These are some of the major points of the breed that many people do not think of or research when they consider buying a Siberian Husky. If you can look at any of these things and safely say that, yes, you can handle all of these things and provide a loving, caring home for the Siberian, then congratulations! A Siberian Husky just might be the right breed for you!

If you have -any- doubts about -any- of the things listed you might want to reconsider getting a Siberian Husky.

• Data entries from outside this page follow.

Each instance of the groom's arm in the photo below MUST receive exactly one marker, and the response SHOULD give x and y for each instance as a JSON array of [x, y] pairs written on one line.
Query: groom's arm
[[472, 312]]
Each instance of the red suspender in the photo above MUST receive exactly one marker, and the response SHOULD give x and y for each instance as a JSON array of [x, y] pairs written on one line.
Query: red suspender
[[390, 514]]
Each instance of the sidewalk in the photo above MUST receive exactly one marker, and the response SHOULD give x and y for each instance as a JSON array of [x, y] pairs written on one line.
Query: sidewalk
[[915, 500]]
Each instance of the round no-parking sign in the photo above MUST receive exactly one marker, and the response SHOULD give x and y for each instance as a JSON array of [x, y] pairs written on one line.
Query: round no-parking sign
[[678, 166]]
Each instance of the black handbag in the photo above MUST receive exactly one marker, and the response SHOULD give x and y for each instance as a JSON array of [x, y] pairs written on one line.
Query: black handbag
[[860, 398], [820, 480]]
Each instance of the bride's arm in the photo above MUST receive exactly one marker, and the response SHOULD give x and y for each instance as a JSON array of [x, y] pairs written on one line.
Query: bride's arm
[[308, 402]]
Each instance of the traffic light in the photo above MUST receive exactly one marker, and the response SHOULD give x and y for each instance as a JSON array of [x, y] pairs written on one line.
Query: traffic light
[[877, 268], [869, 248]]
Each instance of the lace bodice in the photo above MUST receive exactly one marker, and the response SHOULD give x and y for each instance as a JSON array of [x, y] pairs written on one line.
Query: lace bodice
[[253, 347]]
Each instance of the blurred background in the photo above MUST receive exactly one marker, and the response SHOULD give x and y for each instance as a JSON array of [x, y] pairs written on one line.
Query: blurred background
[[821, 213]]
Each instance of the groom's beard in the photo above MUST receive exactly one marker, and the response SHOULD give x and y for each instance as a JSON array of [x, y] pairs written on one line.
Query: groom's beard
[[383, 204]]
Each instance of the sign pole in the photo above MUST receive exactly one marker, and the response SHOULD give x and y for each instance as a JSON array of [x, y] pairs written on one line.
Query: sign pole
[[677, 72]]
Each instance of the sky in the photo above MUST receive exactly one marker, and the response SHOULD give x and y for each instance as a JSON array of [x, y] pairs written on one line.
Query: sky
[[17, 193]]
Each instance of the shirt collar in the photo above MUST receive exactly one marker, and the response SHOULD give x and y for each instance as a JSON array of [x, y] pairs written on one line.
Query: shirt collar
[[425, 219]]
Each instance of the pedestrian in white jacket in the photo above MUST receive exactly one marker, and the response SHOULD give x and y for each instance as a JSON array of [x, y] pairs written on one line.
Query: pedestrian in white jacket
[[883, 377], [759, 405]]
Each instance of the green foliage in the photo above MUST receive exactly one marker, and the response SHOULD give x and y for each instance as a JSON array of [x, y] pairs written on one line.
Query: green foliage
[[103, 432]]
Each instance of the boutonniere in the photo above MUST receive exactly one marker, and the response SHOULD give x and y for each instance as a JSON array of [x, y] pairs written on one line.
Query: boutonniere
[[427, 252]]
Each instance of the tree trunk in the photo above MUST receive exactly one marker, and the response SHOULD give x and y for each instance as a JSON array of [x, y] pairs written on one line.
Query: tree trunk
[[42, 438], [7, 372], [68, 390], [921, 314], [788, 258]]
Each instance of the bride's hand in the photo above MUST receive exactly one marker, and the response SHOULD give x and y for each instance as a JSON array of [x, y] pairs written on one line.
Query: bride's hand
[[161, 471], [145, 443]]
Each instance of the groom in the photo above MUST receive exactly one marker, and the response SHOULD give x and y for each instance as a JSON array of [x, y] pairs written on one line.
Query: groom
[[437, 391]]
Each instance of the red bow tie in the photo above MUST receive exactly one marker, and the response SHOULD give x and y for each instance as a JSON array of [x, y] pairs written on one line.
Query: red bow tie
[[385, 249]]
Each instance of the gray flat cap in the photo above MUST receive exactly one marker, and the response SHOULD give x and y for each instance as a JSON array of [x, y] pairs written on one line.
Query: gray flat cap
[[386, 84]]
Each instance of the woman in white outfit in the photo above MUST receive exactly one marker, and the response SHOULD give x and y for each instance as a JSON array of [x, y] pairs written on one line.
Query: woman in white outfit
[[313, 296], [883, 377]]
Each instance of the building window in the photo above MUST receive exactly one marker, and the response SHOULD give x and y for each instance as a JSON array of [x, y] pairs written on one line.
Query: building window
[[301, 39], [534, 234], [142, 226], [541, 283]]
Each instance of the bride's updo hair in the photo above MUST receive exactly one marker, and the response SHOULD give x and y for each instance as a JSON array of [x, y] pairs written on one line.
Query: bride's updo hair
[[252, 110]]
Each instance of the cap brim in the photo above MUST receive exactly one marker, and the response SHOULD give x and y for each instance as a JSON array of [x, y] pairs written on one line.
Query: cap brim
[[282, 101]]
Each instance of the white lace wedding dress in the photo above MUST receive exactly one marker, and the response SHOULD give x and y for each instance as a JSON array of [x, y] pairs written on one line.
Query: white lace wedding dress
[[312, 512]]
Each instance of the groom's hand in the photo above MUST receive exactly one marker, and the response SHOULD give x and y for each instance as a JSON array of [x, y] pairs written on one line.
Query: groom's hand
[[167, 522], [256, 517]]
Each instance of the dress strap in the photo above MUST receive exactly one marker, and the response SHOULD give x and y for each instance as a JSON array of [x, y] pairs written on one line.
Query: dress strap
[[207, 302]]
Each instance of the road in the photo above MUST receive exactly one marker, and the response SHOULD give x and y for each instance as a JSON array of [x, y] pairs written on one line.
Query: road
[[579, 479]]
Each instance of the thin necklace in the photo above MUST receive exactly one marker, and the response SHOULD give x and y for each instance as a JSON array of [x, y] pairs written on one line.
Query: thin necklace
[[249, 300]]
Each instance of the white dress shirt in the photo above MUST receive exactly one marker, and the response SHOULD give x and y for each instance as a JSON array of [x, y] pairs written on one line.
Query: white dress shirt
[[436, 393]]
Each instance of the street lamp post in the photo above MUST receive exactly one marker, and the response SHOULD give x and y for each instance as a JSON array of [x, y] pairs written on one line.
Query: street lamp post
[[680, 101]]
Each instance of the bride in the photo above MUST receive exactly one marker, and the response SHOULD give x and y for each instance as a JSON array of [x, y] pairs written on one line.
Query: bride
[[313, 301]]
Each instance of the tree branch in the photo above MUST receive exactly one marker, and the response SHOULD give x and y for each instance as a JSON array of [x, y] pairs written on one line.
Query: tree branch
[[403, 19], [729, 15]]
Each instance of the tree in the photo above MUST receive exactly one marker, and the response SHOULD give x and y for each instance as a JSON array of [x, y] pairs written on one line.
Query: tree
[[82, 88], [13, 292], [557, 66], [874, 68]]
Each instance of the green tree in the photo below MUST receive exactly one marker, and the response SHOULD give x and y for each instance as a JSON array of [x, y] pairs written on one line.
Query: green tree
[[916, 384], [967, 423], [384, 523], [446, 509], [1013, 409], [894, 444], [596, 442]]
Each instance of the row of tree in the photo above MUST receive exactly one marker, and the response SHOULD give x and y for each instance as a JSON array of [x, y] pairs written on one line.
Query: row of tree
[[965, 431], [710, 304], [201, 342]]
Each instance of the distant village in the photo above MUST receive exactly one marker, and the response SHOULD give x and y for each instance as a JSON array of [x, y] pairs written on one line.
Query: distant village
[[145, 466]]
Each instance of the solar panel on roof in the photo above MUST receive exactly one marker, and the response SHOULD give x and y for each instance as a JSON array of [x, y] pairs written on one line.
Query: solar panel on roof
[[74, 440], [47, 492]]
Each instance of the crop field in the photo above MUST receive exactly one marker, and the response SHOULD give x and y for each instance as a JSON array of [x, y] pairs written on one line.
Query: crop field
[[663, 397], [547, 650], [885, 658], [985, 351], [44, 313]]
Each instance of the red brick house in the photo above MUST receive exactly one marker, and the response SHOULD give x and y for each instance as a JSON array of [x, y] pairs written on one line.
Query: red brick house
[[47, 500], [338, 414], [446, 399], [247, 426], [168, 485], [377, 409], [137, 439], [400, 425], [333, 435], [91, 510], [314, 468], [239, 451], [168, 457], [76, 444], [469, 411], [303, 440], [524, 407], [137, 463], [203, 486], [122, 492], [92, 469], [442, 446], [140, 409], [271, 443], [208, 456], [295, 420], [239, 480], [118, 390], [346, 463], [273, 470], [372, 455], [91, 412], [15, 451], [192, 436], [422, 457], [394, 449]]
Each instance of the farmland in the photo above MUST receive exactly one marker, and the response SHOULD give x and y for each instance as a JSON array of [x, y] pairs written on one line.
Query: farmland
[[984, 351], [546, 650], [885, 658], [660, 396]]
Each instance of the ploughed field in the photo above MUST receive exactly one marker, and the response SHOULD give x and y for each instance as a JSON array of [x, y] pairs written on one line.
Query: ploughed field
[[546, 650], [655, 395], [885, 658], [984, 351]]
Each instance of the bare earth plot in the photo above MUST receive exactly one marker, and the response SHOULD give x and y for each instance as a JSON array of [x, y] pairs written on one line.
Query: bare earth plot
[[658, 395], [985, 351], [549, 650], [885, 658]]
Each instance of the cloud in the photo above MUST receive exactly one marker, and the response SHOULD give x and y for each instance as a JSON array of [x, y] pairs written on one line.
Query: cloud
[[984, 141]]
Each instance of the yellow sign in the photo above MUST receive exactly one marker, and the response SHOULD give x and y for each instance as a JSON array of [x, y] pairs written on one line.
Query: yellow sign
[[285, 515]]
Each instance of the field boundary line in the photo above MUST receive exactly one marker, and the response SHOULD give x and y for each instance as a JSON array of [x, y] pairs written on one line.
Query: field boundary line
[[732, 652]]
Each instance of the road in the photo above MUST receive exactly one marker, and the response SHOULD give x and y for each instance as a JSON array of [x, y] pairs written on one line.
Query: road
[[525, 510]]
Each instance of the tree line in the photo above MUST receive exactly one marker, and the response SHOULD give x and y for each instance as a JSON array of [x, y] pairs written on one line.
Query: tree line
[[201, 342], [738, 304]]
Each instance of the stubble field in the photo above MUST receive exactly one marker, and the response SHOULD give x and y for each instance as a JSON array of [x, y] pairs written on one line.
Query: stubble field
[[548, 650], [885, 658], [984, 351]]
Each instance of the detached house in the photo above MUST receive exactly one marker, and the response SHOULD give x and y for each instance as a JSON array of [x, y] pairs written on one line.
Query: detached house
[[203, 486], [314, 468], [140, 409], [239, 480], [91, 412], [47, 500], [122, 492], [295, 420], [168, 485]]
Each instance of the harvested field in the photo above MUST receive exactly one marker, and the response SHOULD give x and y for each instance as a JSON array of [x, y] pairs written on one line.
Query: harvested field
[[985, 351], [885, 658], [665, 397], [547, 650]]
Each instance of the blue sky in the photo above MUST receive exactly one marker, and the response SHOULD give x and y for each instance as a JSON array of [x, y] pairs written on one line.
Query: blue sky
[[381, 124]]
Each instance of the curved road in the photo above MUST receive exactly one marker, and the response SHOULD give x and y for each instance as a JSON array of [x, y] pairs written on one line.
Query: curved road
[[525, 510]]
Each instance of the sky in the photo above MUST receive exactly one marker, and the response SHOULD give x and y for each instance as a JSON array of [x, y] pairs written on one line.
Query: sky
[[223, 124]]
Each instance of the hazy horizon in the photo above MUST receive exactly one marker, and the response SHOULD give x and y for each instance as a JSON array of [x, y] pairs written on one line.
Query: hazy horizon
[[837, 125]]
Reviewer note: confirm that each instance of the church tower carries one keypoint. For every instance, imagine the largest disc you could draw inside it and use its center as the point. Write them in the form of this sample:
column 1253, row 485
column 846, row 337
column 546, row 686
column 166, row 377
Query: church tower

Hope this was at least in some way helpful to the prospective Siberian buyer! If I have forgotten anything or missed some key point I hope that other people on the forum who are knowledgeable on the breed or own the breed will give their first hand experiences with them! (preferably the bad kinds of experiences so that people who might read this understand what a Husky is capable of and realize that they are not all sunshine and rainbow everything goes perfect dogs). Thanks for reading!


----------



## Labmom4 (Feb 1, 2011)

Good post! I grew up with a siberian husky and I can't count how many times we had to chase him in the car after he slipped out the front door or dug under the fence. Great dog, and beautiful, but he was a handful!


----------



## Niraya (Jun 30, 2011)

Labmom4 said:


> Good post! I grew up with a siberian husky and I can't count how many times we had to chase him in the car after he slipped out the front door or dug under the fence. Great dog, and beautiful, but he was a handful!


You have provided us with something I had forgotten!!! They're escape artists! Thank you, Labmom<3


----------



## Labmom4 (Feb 1, 2011)

Mine was also a kidnapper. I'm not making this up I swear; he would dig under the fence, sneak into the yard a few houses down, pick their pom up by the scruff and carry him back to our yard to play with him. The neighbor was always calling us 'Does Kiya have my dog again?'


----------



## cookieface (Jul 6, 2011)

Thanks for the great information.

My husband's college roommate had a husky - gorgeous dog and friendly as could be. More than once, however, he was nearly shot after finding his way to a nearby farm and terrorizing the cows. After one outing, he brought home an entire deer carcass. My husband loved that dog, but huskies are definitely not the breed for us.


----------



## zeronightfarm (Jun 15, 2011)

Great post! I love huskys. I've worked with several in rescues. I plan to own some, some day. I think it would be fun to have a scooter team.


----------



## missk4012 (Aug 28, 2011)

They are definitely very talented escape artists! I had a husky growing up and I remember my dad trying everything he could think of to keep her in the yard when we had to leave her out there. The bottom of the dog run was lined with chicken wire so she couldn't dig, but she could usually find a weak spot and dig a hole much large than necessary to get out (seriously, an average sized person could stand in her holes). Funnily, we also had a doberman, who would never try to leave through these holes, just stand there and bark to alert us that Rubles had run off again. 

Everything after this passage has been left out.